6879 – Perrier.. Vittel.. Hépar.. Volvic… Les grandes sources d’eau minérale françaises luttent pour leur survie.. par Olivia Détroyat – 19.05.25 – Le Figaro –

Perrier.. Vittel.. Hépar.. Volvic… Les grandes sources d’eau minérale françaises luttent pour leur survie..

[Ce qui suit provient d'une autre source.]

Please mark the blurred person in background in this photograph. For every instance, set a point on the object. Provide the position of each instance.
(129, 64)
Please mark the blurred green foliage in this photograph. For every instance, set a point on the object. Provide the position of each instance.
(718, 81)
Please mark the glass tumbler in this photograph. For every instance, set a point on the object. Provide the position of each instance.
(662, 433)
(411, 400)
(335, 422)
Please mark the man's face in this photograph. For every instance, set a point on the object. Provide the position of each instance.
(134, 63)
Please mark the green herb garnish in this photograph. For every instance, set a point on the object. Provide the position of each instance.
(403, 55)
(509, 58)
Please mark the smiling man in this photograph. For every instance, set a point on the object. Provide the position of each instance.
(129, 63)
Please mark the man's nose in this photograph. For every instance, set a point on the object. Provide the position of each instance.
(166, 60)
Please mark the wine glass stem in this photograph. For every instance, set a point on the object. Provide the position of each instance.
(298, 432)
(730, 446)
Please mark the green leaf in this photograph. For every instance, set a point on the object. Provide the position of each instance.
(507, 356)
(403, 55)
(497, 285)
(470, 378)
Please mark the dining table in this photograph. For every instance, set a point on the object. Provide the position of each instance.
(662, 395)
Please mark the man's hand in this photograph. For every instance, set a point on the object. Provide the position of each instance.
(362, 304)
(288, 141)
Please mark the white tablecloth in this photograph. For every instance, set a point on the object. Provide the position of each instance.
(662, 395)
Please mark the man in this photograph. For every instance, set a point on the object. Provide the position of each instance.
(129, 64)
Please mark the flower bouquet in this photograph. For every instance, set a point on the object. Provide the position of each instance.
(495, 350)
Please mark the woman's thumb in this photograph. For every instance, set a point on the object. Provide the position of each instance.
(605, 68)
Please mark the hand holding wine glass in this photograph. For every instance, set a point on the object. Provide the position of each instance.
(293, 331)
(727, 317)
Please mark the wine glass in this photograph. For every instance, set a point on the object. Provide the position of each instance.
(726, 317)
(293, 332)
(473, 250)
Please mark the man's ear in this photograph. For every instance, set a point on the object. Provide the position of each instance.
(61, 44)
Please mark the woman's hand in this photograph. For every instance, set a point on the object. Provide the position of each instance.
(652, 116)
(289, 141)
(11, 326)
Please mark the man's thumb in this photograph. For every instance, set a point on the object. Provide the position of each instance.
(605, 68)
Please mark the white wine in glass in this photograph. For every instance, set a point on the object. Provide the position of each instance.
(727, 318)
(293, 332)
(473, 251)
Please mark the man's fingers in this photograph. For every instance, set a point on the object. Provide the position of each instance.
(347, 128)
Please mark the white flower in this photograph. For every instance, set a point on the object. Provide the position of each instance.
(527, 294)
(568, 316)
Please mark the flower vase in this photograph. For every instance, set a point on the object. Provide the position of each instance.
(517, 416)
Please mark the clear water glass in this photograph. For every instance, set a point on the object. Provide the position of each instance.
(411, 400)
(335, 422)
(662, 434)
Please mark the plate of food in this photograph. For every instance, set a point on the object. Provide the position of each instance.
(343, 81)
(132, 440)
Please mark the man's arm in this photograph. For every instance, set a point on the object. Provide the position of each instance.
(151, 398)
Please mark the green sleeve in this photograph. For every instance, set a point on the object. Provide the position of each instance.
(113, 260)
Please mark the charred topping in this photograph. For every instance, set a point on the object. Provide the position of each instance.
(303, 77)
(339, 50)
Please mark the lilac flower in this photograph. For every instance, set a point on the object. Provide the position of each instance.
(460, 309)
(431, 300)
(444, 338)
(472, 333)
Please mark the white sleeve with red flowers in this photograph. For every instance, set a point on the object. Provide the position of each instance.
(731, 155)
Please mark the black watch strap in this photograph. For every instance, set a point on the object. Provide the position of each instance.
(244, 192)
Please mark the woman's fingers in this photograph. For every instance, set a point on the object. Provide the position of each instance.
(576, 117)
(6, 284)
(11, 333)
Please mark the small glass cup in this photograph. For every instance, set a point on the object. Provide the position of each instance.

Trois groupes se partagent l’essentiel (60%) du marché: Nestlé (Perrier, San Pellegrino, Vittel…), Danone (Evian, Volvic, La Salvetat, Badoit…), et Sources Alma (Saint-Yorre, Vichy Célestins, Thonon, Cristaline…). monticellllo – stock.adobe.com

par Olivia Détroyat – 19.05.25 – Le Figaro –
DÉCRYPTAGE – Alors que la commission d’enquête du Sénat rend ce lundi ses conclusions, les minéraliers sont confrontés à la fragilité croissante de certaines sources d’eau. Une épée de Damoclès sur leur activité.
«Pour 2025, le préfet nous a informés d’une baisse supplémentaire de 5% de nos autorisations annuelles de prélèvements (sur la source, NDLR), ce qui n’était pas prévu à l’origine en 2021».
Le directeur de la  Société des Eaux de Volvic (SEV), Emmanuel Gérardin, a joué franc jeu lors de son audition il y a trois mois au Sénat sur les pratiques des industriels de l’eau en bouteille. Malgré un travail de fond réalisé avec la région ces dernières années pour baisser les volumes prélevés à la source de Clairvic qui alimente la célèbre eau auvergnate, les effets du changement climatiques obligent la marque à s’adapter en permanence.
 Volvic (SEV), Emmanuel Gérardin
En raison de la baisse de la pluie «efficace» (celle qui recharge les nappes), le rythme de recharge de la nappe s’est allongé de 30% depuis les années 1980. Grâce à diverses actions (optimisation des volumes utilisés pour le nettoyage, réutilisation des eaux usées dans l’usine…), le groupe Danone, propriétaire de la marque, s’était déjà engagé à baisser de façon volontaire de 20% ses prélèvements locaux entre 2021 et 2026/2027. Ce taux sera donc porté à 25%. Néanmoins, le groupe estime pouvoir encore maintenir la production autour de 1,2 milliard de bouteilles par an.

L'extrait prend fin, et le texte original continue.